At least 124 people were killed on Sunday when Syrian troops intensified their crackdown on pro-democracy protesters across the country, activists said on Sunday.
At least 97 people were killed when Syrian forces stormed the central city of Hama at dawn, shelling different neighborhoods. Omar Idlibi, a Syrian activist based in Lebanon, told the German Deutsche Presse-Agentur (DPA) news agency that electricity and water supplies to the main areas were cut before the attack began.
“The harsh crackdown is a means of telling protesters even if Ramadan starts we will keep killing you if you go out to the streets,” Idlibi told DPA. “But we tell them we will continue and won’t stop no matter what means you use on us.”
Troops also surrounded one of the major hospitals to prevent the almost 100 people who were injured in the attacks from reaching it. Activists said that four buses filled with security forces personnel arrived at the southern entrance of Hama, located around 200 kilometers (124 miles) north of Damascus, reports said.
The city of Hama was also the site of a deadly government crackdown in 1982 when up to 20,000 people were killed after the Sunni population attempted to revolt against then president Hafez al-Assad’s minority Alawite sect.

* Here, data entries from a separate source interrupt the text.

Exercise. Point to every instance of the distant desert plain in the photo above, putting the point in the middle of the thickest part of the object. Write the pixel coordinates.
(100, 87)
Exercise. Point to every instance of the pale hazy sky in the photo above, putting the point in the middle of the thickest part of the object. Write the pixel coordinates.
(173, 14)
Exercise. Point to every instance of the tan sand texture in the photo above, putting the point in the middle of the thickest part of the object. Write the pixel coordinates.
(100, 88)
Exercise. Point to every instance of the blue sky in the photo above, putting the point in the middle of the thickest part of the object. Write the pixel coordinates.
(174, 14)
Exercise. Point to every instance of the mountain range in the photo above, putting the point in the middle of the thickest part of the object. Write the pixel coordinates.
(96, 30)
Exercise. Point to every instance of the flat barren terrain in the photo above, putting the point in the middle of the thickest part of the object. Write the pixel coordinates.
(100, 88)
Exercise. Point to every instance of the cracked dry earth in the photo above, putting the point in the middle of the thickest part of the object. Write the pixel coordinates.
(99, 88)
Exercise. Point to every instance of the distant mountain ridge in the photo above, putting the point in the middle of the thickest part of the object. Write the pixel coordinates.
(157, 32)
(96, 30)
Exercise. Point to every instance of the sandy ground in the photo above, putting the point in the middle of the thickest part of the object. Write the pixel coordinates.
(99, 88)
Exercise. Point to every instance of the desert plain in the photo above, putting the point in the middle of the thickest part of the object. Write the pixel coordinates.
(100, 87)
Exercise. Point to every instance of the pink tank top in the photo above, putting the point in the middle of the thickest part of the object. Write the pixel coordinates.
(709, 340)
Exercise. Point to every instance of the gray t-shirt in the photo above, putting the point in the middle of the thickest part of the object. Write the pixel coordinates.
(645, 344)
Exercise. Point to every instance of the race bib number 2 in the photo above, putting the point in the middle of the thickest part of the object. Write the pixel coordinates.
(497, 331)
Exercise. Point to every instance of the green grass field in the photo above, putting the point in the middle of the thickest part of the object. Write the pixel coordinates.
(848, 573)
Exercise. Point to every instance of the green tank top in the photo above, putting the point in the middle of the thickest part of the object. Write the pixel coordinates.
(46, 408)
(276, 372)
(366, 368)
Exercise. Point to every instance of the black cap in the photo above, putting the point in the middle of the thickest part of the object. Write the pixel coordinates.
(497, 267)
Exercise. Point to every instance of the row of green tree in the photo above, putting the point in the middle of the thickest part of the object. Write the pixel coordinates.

Several people, including a 3-year-old girl, were also reportedly killed on Sunday in the southern town of Harak in Daraa province after security forces stormed the town. An activist said that tanks surrounded Harak and all roads are blocked, telling DPA: “I just want to address the Arab world and tell them their silence is killing the Syrian people, this regime has no mercy.”
The London-based Syrian Observatory for Human Rights group said at least six people were killed and 50 others injured in the eastern city of Deir el-Zour, according to DPA.
In a statement, UK Foreign Secretary William Hague said he is appalled by the latest government crackdown. “Such action against civilians who have been protesting peacefully in large numbers in the city for a number of weeks has no justification. The attack appears to be part of a coordinated effort across a number of towns in Syria to deter the Syrian people from protesting in advance of Ramadan,” Hague said. “The attacks are all the more shocking on the eve of the Muslim holy month. President Bashar is mistaken if he believes that oppression and military force will end the crisis in his country. He should stop this assault on his own people now.”
Australian Foreign Affairs Minister Kevin Rudd also condemned the crackdown. “This brutality is abhorrent, and the deaths of protesters utterly unacceptable. With the holy month Ramadan to start this week, now is the time for the security forces put aside their arms,” Rudd said. “The government in Damascus should respect the basic rights of the Syrian people.”
Rudd reiterated the Australian Government’s call for the United Nations Security Council to condemn the violence, increase pressure on President Assad and refer the situation to the International Criminal Court (ICC). Australia has previously also urged that the media and international NGOs be allowed full access to provide an accurate assessment of the situation..
Human rights groups have said that more than 1,500 people have died since the government crackdown on protesters began in mid-March and tens of thousands have been arrested. Global campaign group Avaaz said this week that almost 3,000 people have been forcibly disappeared.
In mid-March, pro-democracy demonstrations began in Syria and have continued across the country, which has been ruled by the Baath Party since 1963. Protesters are demanding the ouster of President Bashar al-Assad, who took over from his father in 2000.
Assad previously said that the recent events in the country are a conspiracy against national unity. The Syrian government has repeatedly claimed that the violent acts have been instigated by terrorists who use military uniforms and weaponry to pose as soldiers while attacking citizens.